Foto: Tânia Rego/ Agência Brasil

No dia 15 de agosto de 2018 o BRICS Policy Center sediou o diálogo “O Direito à Cidade em Tempos de Intervenção”, do BRICS-Urbe. O programa, que desde o ano passado está focado na investigação das dimensões da desigualdade socioespacial, tem como objetivo se somar a outras iniciativas, pesquisas e práticas na cidade que buscam avançar a agenda do direito à cidade por um Rio de Janeiro mais justo, igualitário e seguro.

Sendo assim, Silvia Ramos, pesquisadora do CESEC (Centro de Estudos de Segurança e Cidadania) e coordenadora do Observatório da Intervenção, foi convidada para fazer um balanço dos primeiros seis meses da intervenção federal no estado do Rio de Janeiro.

Ao considerar o caráter extraordinário da medida, oficializada em 16 de fevereiro de 2018, o CESEC criou o Observatório da Intervenção. Seis meses depois do decreto, o observatório publicou um documento que faz uma análise da intervenção baseada em três pilares: números, indicadores quantitativos e qualitativos de resultados; fatos marcantes, como tiroteios e chacinas; e na identificação de um modelo, as principais estratégias e atores da intervenção.
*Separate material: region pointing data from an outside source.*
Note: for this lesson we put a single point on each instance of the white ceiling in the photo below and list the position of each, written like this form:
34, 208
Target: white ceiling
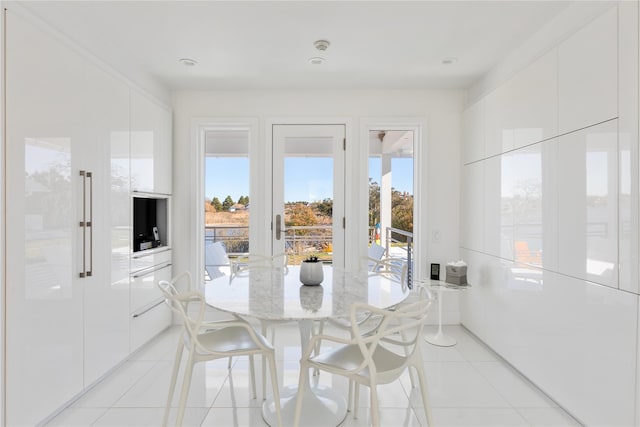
267, 44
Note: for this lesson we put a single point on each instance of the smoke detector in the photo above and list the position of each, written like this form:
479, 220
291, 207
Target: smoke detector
321, 45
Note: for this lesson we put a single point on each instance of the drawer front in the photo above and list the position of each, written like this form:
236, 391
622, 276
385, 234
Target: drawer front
144, 287
144, 260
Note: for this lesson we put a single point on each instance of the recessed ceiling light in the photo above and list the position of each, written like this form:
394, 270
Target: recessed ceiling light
188, 62
321, 45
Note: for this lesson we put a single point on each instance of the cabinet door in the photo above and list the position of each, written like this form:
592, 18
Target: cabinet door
44, 351
150, 146
150, 315
588, 204
106, 332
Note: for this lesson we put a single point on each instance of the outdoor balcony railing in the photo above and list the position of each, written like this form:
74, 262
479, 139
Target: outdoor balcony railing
302, 241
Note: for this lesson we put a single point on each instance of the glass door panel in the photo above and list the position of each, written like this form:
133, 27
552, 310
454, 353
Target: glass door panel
226, 198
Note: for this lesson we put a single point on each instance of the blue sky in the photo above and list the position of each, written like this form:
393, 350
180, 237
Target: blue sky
307, 178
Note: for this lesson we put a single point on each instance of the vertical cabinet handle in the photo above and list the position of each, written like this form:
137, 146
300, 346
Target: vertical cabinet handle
83, 223
278, 227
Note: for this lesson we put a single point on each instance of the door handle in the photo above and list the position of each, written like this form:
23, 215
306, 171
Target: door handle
90, 224
84, 224
278, 227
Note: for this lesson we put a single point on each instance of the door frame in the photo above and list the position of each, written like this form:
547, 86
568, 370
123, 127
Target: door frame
348, 176
196, 196
418, 125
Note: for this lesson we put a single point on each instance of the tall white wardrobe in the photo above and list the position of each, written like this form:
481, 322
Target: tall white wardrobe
69, 151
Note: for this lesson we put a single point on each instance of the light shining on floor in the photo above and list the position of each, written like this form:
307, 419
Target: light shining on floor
468, 386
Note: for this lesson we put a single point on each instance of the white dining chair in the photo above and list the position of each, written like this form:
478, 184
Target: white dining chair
210, 340
373, 356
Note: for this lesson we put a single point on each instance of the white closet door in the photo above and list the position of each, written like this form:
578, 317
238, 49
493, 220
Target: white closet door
44, 295
106, 315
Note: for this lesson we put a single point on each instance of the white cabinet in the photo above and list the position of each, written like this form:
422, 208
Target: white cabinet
45, 150
106, 296
473, 133
588, 204
472, 203
149, 314
66, 116
524, 110
628, 53
498, 217
150, 146
588, 70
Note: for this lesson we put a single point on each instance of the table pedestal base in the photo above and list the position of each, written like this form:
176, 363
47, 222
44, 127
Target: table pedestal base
440, 339
321, 406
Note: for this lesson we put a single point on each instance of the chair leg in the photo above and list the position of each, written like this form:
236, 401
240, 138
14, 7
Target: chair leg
316, 349
425, 394
252, 380
302, 385
403, 334
186, 383
375, 413
356, 399
275, 386
263, 330
174, 377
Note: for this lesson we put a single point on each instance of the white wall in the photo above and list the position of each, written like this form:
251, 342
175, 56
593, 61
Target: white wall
550, 214
437, 111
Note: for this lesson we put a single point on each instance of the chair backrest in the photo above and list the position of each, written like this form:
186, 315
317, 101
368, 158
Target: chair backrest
179, 303
398, 330
215, 256
374, 253
249, 262
393, 268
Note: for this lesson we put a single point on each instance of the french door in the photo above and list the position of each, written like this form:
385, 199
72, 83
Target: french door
308, 185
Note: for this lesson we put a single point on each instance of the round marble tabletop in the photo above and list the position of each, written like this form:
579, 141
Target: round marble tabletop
277, 293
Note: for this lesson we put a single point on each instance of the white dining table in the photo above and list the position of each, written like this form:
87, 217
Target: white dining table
277, 294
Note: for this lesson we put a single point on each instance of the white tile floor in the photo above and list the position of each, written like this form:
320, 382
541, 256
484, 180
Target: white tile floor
468, 386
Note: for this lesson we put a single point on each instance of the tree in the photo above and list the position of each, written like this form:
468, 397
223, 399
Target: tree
228, 202
374, 203
216, 204
325, 207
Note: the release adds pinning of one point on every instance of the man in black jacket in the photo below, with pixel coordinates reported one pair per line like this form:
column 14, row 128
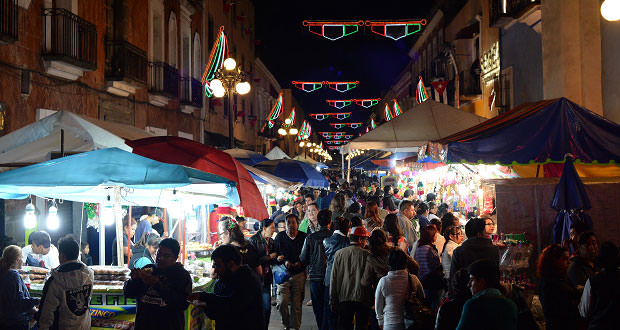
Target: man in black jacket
column 475, row 247
column 313, row 255
column 238, row 289
column 161, row 290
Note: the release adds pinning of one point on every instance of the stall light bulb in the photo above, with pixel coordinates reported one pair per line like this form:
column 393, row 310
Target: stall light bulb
column 30, row 218
column 52, row 218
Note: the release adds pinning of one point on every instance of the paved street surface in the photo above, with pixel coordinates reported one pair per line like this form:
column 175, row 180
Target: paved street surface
column 307, row 318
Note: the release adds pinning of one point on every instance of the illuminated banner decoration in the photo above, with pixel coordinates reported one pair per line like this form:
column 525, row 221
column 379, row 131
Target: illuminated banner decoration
column 219, row 53
column 397, row 111
column 275, row 112
column 339, row 116
column 387, row 113
column 339, row 104
column 308, row 86
column 396, row 29
column 366, row 103
column 341, row 125
column 333, row 30
column 342, row 86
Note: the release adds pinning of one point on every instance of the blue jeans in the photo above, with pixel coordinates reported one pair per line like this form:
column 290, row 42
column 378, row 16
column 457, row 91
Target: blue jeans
column 329, row 318
column 267, row 304
column 317, row 290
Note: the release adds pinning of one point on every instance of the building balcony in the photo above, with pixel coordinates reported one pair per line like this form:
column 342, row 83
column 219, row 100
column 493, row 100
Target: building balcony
column 8, row 21
column 69, row 44
column 163, row 83
column 191, row 94
column 504, row 12
column 125, row 67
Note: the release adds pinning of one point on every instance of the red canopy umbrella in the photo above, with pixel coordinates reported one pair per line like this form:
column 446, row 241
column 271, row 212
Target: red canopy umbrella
column 177, row 150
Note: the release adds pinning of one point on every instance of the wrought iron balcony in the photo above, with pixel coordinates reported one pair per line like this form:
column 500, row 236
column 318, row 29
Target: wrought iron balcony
column 69, row 38
column 502, row 12
column 163, row 80
column 8, row 21
column 125, row 61
column 191, row 92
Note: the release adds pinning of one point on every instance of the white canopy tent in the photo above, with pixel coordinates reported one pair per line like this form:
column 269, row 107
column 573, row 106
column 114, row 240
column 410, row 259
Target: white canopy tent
column 277, row 153
column 428, row 121
column 35, row 142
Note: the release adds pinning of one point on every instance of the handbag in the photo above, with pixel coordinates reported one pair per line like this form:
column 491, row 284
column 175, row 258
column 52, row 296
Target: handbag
column 280, row 274
column 418, row 312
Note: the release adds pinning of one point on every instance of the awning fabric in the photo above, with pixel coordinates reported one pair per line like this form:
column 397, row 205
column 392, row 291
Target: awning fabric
column 538, row 133
column 425, row 122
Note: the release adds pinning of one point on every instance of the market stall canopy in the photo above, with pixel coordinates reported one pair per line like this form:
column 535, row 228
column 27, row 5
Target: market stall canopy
column 272, row 179
column 538, row 133
column 310, row 161
column 277, row 153
column 177, row 150
column 246, row 157
column 428, row 121
column 88, row 177
column 295, row 171
column 33, row 143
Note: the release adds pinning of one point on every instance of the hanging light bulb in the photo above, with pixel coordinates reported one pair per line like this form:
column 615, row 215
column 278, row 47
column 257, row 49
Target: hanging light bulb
column 30, row 217
column 52, row 217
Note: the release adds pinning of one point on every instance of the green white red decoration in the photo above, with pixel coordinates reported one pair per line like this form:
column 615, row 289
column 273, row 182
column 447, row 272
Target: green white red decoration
column 216, row 61
column 420, row 95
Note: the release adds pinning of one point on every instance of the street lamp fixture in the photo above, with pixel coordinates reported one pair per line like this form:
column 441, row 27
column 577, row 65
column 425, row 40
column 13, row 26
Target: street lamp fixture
column 228, row 81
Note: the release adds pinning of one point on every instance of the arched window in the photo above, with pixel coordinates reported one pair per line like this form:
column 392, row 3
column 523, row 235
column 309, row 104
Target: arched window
column 197, row 57
column 172, row 41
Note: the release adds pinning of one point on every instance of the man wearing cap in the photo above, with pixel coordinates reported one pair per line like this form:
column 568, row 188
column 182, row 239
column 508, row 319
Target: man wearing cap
column 348, row 298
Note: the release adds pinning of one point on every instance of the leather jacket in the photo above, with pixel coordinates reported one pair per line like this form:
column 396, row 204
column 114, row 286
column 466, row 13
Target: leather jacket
column 263, row 246
column 332, row 245
column 313, row 254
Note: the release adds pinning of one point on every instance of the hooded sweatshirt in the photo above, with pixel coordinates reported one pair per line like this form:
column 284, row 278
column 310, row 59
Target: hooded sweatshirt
column 161, row 306
column 65, row 298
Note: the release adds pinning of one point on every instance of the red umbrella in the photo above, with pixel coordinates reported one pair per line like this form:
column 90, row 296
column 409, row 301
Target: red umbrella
column 176, row 150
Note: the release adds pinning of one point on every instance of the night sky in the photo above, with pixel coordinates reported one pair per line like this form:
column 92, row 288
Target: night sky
column 291, row 52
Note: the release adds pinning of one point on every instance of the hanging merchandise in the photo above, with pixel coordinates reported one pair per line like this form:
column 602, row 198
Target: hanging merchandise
column 290, row 120
column 342, row 86
column 396, row 29
column 420, row 95
column 366, row 103
column 333, row 30
column 339, row 104
column 219, row 53
column 308, row 86
column 339, row 116
column 388, row 113
column 397, row 111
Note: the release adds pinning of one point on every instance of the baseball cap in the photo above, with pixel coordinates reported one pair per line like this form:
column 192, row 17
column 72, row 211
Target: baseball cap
column 359, row 231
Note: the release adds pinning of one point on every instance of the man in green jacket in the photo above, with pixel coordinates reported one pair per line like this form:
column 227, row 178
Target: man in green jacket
column 488, row 308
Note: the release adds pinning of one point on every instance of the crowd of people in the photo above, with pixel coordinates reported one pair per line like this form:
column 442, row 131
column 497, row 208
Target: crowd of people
column 372, row 258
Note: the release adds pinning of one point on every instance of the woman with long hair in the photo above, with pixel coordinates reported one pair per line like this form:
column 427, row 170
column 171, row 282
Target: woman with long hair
column 396, row 238
column 558, row 297
column 371, row 218
column 337, row 206
column 16, row 305
column 431, row 271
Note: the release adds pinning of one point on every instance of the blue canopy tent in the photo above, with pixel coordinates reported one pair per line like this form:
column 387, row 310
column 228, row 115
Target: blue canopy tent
column 114, row 176
column 538, row 133
column 294, row 171
column 246, row 157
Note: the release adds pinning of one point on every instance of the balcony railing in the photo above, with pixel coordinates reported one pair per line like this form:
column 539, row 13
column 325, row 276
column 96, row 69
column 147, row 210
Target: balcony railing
column 125, row 61
column 191, row 92
column 163, row 79
column 69, row 38
column 8, row 21
column 503, row 11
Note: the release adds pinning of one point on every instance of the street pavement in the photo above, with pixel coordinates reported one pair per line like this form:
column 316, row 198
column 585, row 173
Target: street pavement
column 308, row 322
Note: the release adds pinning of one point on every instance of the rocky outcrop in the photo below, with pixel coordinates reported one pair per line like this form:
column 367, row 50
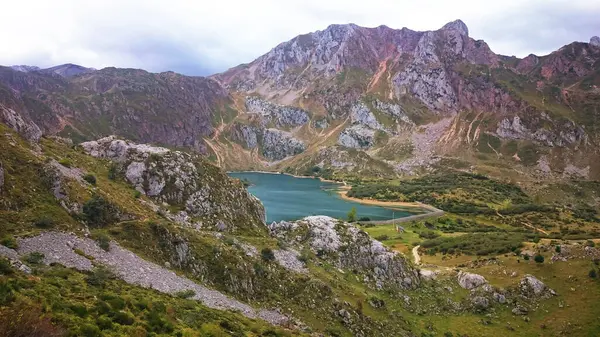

As principais críticas à intervenção

Para Silvia Ramos, os resultados expressam a ineficiência das operações de lógica bélica. A pesquisadora acredita que estratégias militares trazem problemas enormes de governabilidade, e que os militares estão “ganhando todas as batalhas, mas perdendo a guerra”. Thainã Medeiros, do Coletivo Papo Reto, concorda com a coordenadora do Observatório. Ele afirma que “batalha está sendo travada nos lugares errados” e que o modelo não beneficia a população.

­- Direta ou indiretamente, um tiro sempre acerta a favela.  Mesmo quando não atinge uma pessoa, cada tiro gera medo, provoca aumento incidência de infarto e doenças psicológicas entre moradores, entre outras consequências negativas.

Entre os dados que apoiam a visão de Silvia e Thainã, está o aumento das mortes provocadas por policiais, que ultrapassou 600; e a grande mobilização de homens e custos para números baixos de apreensões de armamentos e drogas – nas megaoperações, a média de apreensão é de uma arma por operação.

Para o professor Cunca Bocayuva (NEPP-DH/UFRJ), está instalado na sociedade um medo,  uma ideia de que não se pode usar políticas de longo prazo porque “a guerra está aí”. Esse posicionamento impede que a polícia se aproxime da população:

- O fato de a polícia nas cidades ter apenas uma função armada e não uma função jurídica constitucional impede a desmilitarizarização da função policial e o policiamento de proximidade. Essa base cultural avança na direção da barbárie.